Yesterday I had a decent outing to the Pine Barrens. I found no snakes, but I did find a box turtle, which can brighten up any trip to the woods.

I started off at my favorite wildlife management area in South Jersey. This was one of those times (my second) that I decided to wake up at 4 in the morning so I could be out in the woods and fields as the sun just began to warm the ground. Once we get to the summer, when daytime temperatures start climbing into the 80s, many snakes spend their days deep in secure hiding spots that I can’t find or get to, and only come out when it’s not as hot – at night or at dusk and dawn. So, I’ve tried going out before it gets too hot. This worked well the first time I tried it (more about that outing later), but this time I didn’t have a ton of luck.

It was beautiful, of course. There was a misty haze in the air when I got there, and the light was soft and colorful. I saw a rabbit just as I got out of my car, and I startled several white tail deer as I made my way across the first field. I got to watch them bound away into the woods. I don’t know the names of all the wildflowers, but there were a lot of them to stop and look at, and the bright purple thistles especially caught my eye, standing high above the meadow (stupid of me not to have taken a picture, now that I think about it).

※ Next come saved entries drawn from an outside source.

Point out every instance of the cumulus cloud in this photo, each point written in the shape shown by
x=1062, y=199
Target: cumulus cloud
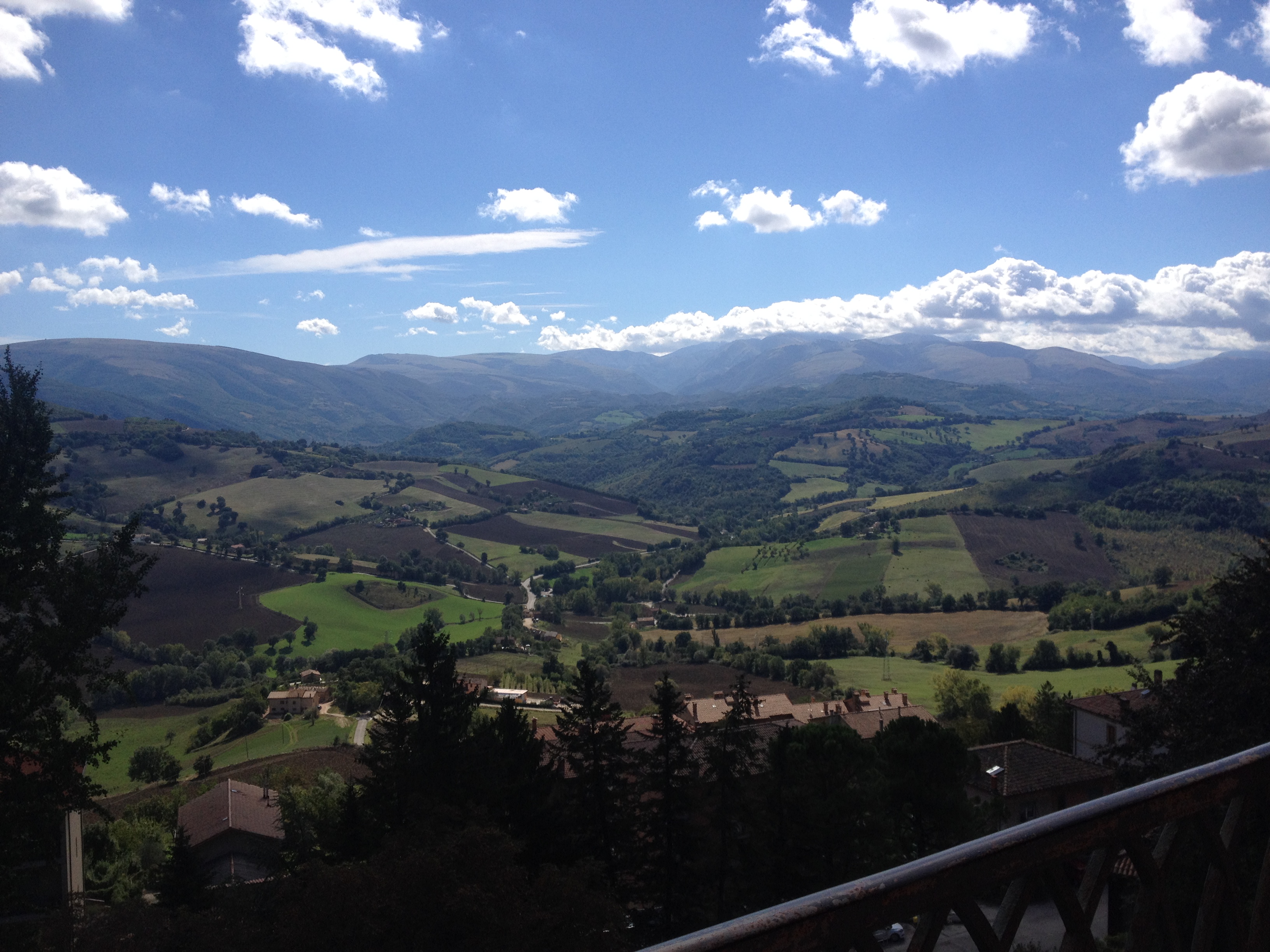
x=177, y=201
x=179, y=329
x=124, y=298
x=770, y=212
x=55, y=198
x=19, y=41
x=1208, y=126
x=928, y=38
x=261, y=203
x=432, y=312
x=318, y=327
x=529, y=205
x=131, y=268
x=380, y=256
x=295, y=37
x=1183, y=313
x=797, y=41
x=1168, y=32
x=496, y=314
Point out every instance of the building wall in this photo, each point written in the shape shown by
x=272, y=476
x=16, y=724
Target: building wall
x=1090, y=733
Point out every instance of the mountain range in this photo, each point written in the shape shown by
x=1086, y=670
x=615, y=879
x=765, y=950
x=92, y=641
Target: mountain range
x=384, y=398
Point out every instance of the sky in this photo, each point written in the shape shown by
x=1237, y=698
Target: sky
x=324, y=179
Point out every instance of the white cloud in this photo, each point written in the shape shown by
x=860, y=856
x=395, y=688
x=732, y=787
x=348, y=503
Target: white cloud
x=1256, y=33
x=372, y=256
x=1168, y=32
x=798, y=42
x=131, y=268
x=124, y=298
x=261, y=203
x=19, y=41
x=432, y=312
x=1184, y=312
x=56, y=198
x=177, y=201
x=179, y=329
x=529, y=205
x=1208, y=126
x=318, y=327
x=769, y=212
x=709, y=220
x=926, y=37
x=496, y=314
x=101, y=9
x=282, y=36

I found nothing under the boards and other debris I flipped. I tried the amazing black rubber mat, under which I had found a large worm snake (Carphophis amoenus amoenus) three trips in a row, but this time the snake was gone. I did see some eggs floating in some of the larger puddles – I think they’re Fowler’s toad (Bufo fowleri) eggs, but I’m not sure. I’ll post the photos from the trip in a future post, and by then I hope I’ll have the eggs identified. After an hour and a half I went back to my car and started wandering. I ended up on a stretch of the Batona trail, where I was accompanied by some very persistent deerflies.

Even with the deerflies buzzing circles around me and biting my head, I stopped for the blueberries. The wild blueberries are really sweet and have a lot more flavor than you get in the store-bought blueberries. I had a fabulous time eating blueberries on an otherwise fruitless herping trip last August. I quickly got over the horribly city-boy fear that they were not blueberries but rather some kind of poisonous berry that looked and tasted exactly like blueberries, and I gorged myself. I'm glad to see they're in season again.

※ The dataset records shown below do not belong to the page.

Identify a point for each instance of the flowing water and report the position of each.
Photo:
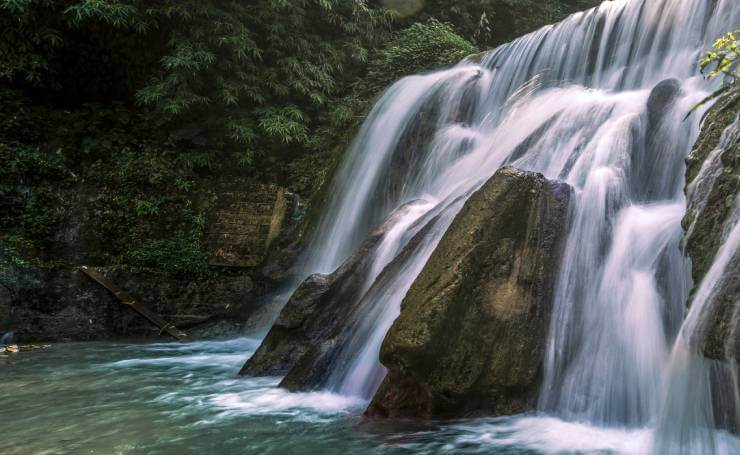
(597, 101)
(174, 398)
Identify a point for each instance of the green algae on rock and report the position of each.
(472, 331)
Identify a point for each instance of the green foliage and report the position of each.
(722, 61)
(418, 48)
(489, 23)
(107, 176)
(256, 74)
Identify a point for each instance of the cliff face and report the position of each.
(471, 335)
(713, 192)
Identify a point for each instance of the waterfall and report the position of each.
(597, 101)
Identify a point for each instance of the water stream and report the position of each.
(597, 101)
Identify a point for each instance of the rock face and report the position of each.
(244, 222)
(68, 306)
(471, 335)
(318, 308)
(713, 170)
(319, 319)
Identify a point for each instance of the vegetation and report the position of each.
(115, 114)
(722, 61)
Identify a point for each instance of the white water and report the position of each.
(569, 101)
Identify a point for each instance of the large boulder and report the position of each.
(713, 173)
(314, 317)
(472, 331)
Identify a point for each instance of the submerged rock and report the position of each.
(472, 331)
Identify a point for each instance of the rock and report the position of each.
(656, 164)
(661, 99)
(314, 311)
(472, 331)
(316, 322)
(244, 222)
(68, 306)
(332, 353)
(713, 170)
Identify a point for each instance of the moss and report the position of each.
(705, 238)
(472, 328)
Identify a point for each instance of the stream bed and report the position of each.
(163, 398)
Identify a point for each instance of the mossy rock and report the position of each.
(472, 331)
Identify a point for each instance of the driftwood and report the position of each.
(126, 299)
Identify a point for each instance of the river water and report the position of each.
(163, 398)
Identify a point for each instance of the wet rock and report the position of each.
(661, 99)
(471, 335)
(330, 354)
(656, 166)
(713, 170)
(316, 309)
(66, 305)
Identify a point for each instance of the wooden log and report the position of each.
(126, 299)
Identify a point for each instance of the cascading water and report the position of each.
(597, 101)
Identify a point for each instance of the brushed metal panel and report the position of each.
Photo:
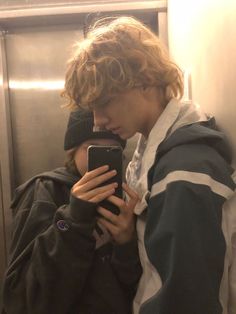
(38, 122)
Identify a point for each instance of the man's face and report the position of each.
(81, 159)
(130, 112)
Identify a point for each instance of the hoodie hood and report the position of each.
(205, 132)
(60, 175)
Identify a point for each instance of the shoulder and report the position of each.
(194, 158)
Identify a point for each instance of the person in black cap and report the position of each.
(62, 259)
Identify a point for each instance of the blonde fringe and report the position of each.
(117, 56)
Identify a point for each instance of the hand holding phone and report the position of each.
(112, 156)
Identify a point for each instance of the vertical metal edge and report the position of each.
(162, 20)
(6, 149)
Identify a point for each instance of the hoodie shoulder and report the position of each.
(195, 149)
(27, 190)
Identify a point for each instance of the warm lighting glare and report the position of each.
(44, 85)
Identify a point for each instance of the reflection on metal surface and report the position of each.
(80, 7)
(44, 85)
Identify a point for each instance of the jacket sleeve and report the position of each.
(126, 264)
(185, 244)
(51, 253)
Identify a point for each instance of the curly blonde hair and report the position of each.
(118, 55)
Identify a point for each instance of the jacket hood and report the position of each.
(205, 132)
(60, 175)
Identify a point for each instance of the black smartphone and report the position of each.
(112, 156)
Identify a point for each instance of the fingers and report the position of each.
(131, 193)
(100, 197)
(108, 215)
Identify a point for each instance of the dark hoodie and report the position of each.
(56, 265)
(182, 227)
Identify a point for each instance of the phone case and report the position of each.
(112, 156)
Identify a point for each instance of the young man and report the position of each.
(180, 169)
(63, 259)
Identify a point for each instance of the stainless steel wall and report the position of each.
(33, 55)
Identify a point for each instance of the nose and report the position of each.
(100, 119)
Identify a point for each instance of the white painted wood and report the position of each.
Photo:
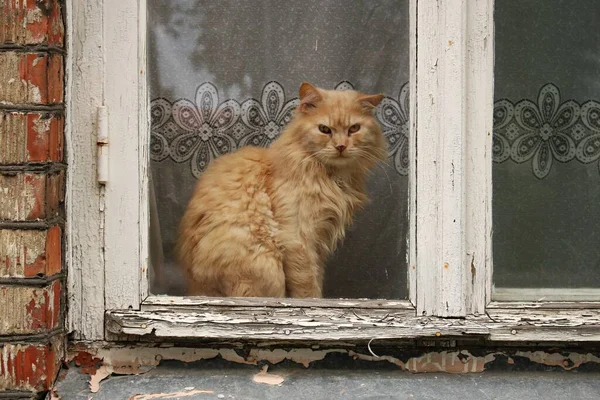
(440, 178)
(179, 302)
(546, 305)
(124, 190)
(298, 323)
(144, 153)
(102, 141)
(412, 143)
(220, 322)
(545, 294)
(479, 69)
(542, 325)
(84, 197)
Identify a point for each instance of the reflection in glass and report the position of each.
(546, 173)
(204, 55)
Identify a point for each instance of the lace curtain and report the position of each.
(546, 148)
(226, 74)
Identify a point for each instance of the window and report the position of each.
(546, 213)
(458, 132)
(244, 63)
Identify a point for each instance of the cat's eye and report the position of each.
(354, 128)
(324, 129)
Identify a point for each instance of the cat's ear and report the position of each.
(309, 97)
(370, 101)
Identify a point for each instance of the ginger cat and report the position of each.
(262, 222)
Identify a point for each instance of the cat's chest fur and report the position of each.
(321, 207)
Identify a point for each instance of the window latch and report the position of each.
(102, 143)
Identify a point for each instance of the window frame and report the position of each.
(450, 264)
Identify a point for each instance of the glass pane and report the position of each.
(239, 53)
(546, 175)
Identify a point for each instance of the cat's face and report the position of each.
(338, 127)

I found a couple Fowler’s toads, got some photos of some green frogs (Rana clamitans melanota) in a puddle, and just after the biting flies had convinced me to turn around and head back the way I came (stopping frequently for more blueberries), I found a box turtle (Terrapene carolina carolina).

There might be nothing in the woods cuter than box turtles, and if you like them you had better enjoy the ones you see now, since they’re going extinct from habitat degradation and over-collection. Whatever you do, don’t take a box turtle home as a pet – they’re very hard to keep alive more than a year or two, and they’re going extinct partly because of all the people who take them home for pets. If you want one really bad, you can adopt one from a rescue or buy a hatchling from a reputable breeder.

Box turtles apparently can only find each other by sight. Thus they can only mate if they happen to run into each other. If too many get crushed by cars driving home to the new subdivision or if too many people take them for pets, population densities drop too low for enough males and females to find each other. Too few mate, too few eggs get laid, and the population spirals down to extinction.

You’ll still find the occasional adult crossing the road or in a puddle after a summer rain, but since they can live for more than thirty years, you’ll be seeing the last generation long after the population has been doomed. I don’t take pictures of every redback salamander or toad that I see – they’ll be around for a while – but I always take pictures of the box turtles.